Não vamos aqui afirmar que estes tenham sido os fatores fundamentais para a derrota do movimento de 1979. Eles se juntaram a outros de ordem estrutural, como a dificuldade de paralisar totalmente a produção. O avanço tecnológico e técnico exigia uma mão-de-obra pequena e qualificada, em termos operacionais, para produzir os jornais, ainda que com precariedade de informações. O avanço nas relações comerciais permitia, por outro lado, o tratamento das informações como negócio. Assim, jornais e agências noticiosas de outros estados forneceram matéria-prima para os órgãos de imprensa de São Paulo circularem durante a greve. Como os principais jornais de São Paulo já tinham uma dimensão e prestígios nacionais, o prejuízo maior era em relação ao noticiário local.

Essas características das empresas jornalísticas apontavam para três estratégias de greve: 1) uma, impedir de qualquer jeito a circulação dos produtos, com a ação calcada nos piquetes; 2) outra, a adoção de procedimentos conjuntos com os gráficos e funcionários do setor administrativo para a garantir a paralisação da parte industrial; 3) a greve de desgaste, de longa duração, capaz de impor prejuízos pela perda de anunciantes e a diminuição gradativa das vendas em banca.

A ação incisiva nos piquetes esbarrou em elementos da conjuntura política. Não é difícil imaginar donos de jornais pedindo a repressão policial para garantir a circulação dos jornais. Os piquetes eram um dos elementos fundamentais da luta. Tanto que eles se concentraram em frente aos principais jornais de São Paulo, a Folha e O Estado. Impedir a circulação desses dois jornais teria efeitos positivos sobre a greve. Porém, as estratégias empresariais deram certo e esses jornais circularam. O único meio de impedir que isso acontecesse seria a total paralisação dos profissionais dessas empresas, ou uma ação mais incisiva e radical, com atos de sabotagem.

A greve conjunta, por outro lado, necessitaria de um trabalho de longo prazo para aproximar categorias tão distintas quanto jornalistas e gráficos. Num dos depoimentos (Lia Ribeiro) alegou-se haver distintos graus de mobilizações entre as categorias. Por último, a greve de desgaste, para ter sucesso, exigiria um padrão homogêneo de organização para uma greve de longa duração e com o nível de divergência existente entre as vanguardas da categoria, isso seria impossível. Também é possível pensar que o julgamento da Justiça do Trabalho tenha levado a greve a um beco sem saída.

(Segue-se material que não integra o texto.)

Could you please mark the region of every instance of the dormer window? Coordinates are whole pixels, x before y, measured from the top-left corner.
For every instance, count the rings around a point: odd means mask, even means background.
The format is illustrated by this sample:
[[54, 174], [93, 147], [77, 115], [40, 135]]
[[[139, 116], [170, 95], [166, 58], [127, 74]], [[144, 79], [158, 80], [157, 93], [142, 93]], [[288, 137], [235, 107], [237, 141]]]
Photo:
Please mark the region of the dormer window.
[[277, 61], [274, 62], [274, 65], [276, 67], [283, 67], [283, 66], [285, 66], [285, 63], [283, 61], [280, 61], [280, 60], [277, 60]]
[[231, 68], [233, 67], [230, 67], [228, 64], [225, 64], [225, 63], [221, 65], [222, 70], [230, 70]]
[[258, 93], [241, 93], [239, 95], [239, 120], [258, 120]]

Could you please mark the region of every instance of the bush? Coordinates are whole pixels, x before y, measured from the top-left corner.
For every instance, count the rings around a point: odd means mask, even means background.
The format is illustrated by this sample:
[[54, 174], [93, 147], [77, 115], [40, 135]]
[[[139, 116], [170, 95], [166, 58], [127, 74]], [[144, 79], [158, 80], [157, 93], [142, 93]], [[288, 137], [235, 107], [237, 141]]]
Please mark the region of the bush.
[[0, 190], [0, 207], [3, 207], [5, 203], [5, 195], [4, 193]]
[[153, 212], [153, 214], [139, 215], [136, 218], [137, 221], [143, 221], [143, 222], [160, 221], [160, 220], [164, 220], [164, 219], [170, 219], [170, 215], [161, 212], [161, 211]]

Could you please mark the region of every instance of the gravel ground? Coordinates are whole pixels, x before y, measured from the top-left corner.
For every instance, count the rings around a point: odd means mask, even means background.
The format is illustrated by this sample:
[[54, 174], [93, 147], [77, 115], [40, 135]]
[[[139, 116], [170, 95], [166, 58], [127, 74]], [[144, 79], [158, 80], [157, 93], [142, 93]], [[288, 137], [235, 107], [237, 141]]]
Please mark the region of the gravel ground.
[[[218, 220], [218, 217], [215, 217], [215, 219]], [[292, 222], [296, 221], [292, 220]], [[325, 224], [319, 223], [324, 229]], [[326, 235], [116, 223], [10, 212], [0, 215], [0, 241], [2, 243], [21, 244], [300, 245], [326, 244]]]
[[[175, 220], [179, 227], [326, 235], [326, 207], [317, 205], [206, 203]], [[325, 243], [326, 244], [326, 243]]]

Será que essas dificuldades não foram percebidas? Olhando a conjuntura política do fim dos anos 1970, verificamos, então, haver uma polarização política que não só opunha as diversas categorias de trabalhadores ao governo militar, mas, também criava antagonismos dentro da própria oposição ao regime. Além disso, havia um esforço de algumas lideranças de romper com um padrão de análise que taxava os trabalhadores como submissos a qualquer arranjo populista. E um dos instrumentos para se livrar dessa imagem pejorativa era: fazer greve. Era essa estratégia que dava prestígio às lideranças no campo sindical. Por que os jornalistas se distanciariam dessa estratégia? Além disso, podemos perguntar: até que ponto o exercício da reportagem e cobertura de greves do ABC, naquele período, serviu como elemento de identificação de jornalistas comuns com as demais categorias de trabalhadores? O problema era como criar uma tradição de luta entre os jornalistas superando uma herança cultural que privilegiava a disputa, a inserção política e a polêmica, valores opostos à construção de uma identidade de classe.